Manquement à l'obligation de formation et exemples jurisprudentiels

Rappels sur l'obligation de formation

L’article L.6321-1 du Code du travail dispose que « L’employeur assure l’adaptation des salariés à leur poste de travail. ». Et ce, essentiellement au moyen de la formation.

L’alinéa 2 poursuit « Il veille au maintien de leur capacité à occuper un emploi, au regard notamment de l’évolution des emplois, des technologies et des organisations. »

A été jugé comme un manquement à l’obligation de formation :

  • Le défaut de formation du salarié durant une longue période, bien que le salarié n’en ait pas réclamé (Cass. soc., 5 juin 2013, n° 11-21.255) ;
  • Le faible nombre de formations sur une longue période, pouvant affecter l’évolution professionnelle du salarié (Cass. soc., 5 octobre 2016 n° 15-13.594)

A contrario, n’a pas été jugé comme un manquement à l’obligation de formation :

  • Le manque d’évolution de carrière d’un salarié ayant disposé des mêmes possibilités de formation que les autres, mais qui a souhaité rester dans son emploi (Cass. soc. 6 juillet 2010, n° 09-41.354)
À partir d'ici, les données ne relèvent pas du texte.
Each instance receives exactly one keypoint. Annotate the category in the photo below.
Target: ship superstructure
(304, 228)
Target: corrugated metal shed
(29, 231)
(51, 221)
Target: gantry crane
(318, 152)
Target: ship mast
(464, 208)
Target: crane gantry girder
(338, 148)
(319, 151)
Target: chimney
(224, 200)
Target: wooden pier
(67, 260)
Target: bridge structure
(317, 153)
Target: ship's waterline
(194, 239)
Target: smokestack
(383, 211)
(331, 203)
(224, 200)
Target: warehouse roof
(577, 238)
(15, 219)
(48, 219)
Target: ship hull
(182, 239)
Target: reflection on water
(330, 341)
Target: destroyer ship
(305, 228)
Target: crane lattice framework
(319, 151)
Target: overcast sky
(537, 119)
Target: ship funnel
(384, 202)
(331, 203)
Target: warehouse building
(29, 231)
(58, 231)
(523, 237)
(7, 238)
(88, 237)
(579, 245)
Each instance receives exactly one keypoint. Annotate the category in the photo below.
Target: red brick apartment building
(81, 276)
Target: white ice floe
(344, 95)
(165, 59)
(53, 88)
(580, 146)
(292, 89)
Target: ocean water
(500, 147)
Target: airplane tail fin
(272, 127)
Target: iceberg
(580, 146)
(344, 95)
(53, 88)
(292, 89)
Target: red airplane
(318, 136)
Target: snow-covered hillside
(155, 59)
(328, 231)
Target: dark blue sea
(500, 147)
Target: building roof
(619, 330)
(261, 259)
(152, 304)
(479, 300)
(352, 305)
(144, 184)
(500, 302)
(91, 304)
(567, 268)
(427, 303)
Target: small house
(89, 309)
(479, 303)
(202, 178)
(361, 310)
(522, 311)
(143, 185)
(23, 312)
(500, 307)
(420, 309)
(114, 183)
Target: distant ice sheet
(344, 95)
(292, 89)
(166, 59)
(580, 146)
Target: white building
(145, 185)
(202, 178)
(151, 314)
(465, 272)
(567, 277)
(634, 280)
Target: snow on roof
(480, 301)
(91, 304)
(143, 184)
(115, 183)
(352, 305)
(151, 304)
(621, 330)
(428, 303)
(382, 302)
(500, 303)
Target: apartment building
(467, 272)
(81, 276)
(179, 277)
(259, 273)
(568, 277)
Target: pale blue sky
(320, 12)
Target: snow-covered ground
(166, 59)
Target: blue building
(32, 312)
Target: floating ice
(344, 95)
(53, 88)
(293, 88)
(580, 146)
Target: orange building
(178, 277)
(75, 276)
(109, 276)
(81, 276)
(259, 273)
Position de la Cour de cassation dans l'arrêt

Le seul constat du manquement de l’employeur à ses obligations de formation et de maintenir la capacité du salarié à occuper un emploi n’ouvre droit à réparation. Cette violation n’entraine le versement de dommages et intérêts que si :

(1) Un préjudice est caractérisé ;

Étant précisé que l’existence et l’évaluation de celui-ci sont soumises à l’appréciation souveraine des juges du fond.
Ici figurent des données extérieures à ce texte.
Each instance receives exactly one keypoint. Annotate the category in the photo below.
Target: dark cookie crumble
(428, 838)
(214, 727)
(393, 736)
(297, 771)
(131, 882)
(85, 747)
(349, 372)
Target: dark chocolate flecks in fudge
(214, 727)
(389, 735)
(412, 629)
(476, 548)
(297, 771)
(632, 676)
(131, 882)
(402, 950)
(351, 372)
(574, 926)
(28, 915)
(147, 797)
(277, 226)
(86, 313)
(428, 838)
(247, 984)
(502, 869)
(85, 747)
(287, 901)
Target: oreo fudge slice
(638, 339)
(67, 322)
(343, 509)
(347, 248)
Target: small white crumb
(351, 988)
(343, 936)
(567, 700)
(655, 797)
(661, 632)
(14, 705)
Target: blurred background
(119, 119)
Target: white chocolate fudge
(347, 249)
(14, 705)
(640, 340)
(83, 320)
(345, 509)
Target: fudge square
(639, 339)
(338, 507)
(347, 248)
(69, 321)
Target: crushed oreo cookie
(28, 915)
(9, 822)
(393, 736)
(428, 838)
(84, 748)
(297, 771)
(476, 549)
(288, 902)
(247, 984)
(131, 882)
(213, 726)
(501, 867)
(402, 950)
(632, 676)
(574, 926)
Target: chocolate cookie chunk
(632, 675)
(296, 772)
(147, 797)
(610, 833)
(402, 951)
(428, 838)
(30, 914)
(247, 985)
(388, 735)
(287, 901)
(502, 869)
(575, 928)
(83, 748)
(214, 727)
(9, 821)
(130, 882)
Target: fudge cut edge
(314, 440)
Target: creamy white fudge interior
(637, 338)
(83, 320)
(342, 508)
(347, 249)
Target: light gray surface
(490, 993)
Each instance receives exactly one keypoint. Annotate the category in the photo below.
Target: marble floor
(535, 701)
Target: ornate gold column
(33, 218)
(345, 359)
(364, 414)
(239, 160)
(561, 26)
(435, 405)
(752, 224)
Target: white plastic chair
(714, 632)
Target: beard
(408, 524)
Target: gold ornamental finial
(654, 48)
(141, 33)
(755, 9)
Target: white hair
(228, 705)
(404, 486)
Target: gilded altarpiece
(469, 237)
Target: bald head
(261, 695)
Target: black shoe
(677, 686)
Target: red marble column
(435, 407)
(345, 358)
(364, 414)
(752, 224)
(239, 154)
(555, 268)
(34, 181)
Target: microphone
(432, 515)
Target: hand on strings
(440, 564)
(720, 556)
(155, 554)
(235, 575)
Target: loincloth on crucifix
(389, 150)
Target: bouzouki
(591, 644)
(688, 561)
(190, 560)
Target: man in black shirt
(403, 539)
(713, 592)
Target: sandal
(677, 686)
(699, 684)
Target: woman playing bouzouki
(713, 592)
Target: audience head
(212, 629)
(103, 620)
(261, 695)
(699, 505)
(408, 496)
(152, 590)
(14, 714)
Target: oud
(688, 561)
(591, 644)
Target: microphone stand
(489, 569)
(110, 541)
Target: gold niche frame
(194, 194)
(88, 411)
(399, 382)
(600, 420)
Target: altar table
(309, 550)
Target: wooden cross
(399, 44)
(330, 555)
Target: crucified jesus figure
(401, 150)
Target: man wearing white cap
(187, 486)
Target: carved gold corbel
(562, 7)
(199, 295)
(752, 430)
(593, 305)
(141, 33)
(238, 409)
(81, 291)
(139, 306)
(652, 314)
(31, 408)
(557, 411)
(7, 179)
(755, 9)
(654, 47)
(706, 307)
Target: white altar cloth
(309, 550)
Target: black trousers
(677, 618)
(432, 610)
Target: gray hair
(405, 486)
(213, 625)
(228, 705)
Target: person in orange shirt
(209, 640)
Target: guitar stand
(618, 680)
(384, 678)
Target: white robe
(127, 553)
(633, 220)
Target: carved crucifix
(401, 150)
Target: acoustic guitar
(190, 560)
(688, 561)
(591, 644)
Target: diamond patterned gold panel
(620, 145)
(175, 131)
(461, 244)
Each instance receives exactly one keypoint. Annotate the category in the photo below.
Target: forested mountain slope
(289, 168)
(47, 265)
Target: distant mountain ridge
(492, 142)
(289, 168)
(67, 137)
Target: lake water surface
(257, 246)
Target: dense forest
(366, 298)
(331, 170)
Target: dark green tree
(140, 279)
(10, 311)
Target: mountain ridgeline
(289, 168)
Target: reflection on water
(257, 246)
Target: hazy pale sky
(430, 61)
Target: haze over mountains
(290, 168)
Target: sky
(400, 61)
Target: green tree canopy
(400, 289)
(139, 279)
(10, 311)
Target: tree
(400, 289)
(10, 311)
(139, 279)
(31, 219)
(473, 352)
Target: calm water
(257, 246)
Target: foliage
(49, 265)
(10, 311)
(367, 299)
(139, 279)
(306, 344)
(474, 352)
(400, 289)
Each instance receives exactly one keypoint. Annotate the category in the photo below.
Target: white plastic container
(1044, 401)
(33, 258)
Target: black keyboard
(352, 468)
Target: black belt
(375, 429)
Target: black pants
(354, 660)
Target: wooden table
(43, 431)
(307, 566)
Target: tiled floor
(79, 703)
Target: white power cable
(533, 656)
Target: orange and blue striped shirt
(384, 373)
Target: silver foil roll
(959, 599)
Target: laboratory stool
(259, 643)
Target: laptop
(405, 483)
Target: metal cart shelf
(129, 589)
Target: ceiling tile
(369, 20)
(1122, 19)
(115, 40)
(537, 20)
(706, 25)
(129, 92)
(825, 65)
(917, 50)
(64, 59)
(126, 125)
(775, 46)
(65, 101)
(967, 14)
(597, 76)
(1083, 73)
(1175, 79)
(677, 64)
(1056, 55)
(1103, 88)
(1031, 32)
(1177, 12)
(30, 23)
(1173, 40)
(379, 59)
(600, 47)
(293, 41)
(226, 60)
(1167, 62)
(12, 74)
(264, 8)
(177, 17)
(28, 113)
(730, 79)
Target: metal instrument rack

(2) Le lien de causalité entre le préjudice et l’inaction de l’employeur quant à la formation du salarié est avéré.

En l’espèce, le manquement à l’obligation de formation de l’employeur était caractérisé par la dispense d’une seule formation à la salariée en 28 ans d’exercice. Toutefois, cette dernière n’a subi aucune dégradation de son adaptation à son poste de travail ou de son employabilité, permettant de caractériser un préjudice.

En conséquence, la chambre sociale de la Cour de cassation ne pouvait que rejeter son pourvoi et valider le raisonnement adopté par les juges du fond.

À retenir

Si l’inobservation par l’employeur de son obligation de formation ne caractérise pas automatiquement un préjudice, cela ne signifie pas que l’indemnisation du salarié victime d’un tel manquement soit impossible. Il lui appartient simplement d’établir la réalité de son préjudice en démontrant, par exemple, les difficultés à retrouver un emploi qualifié.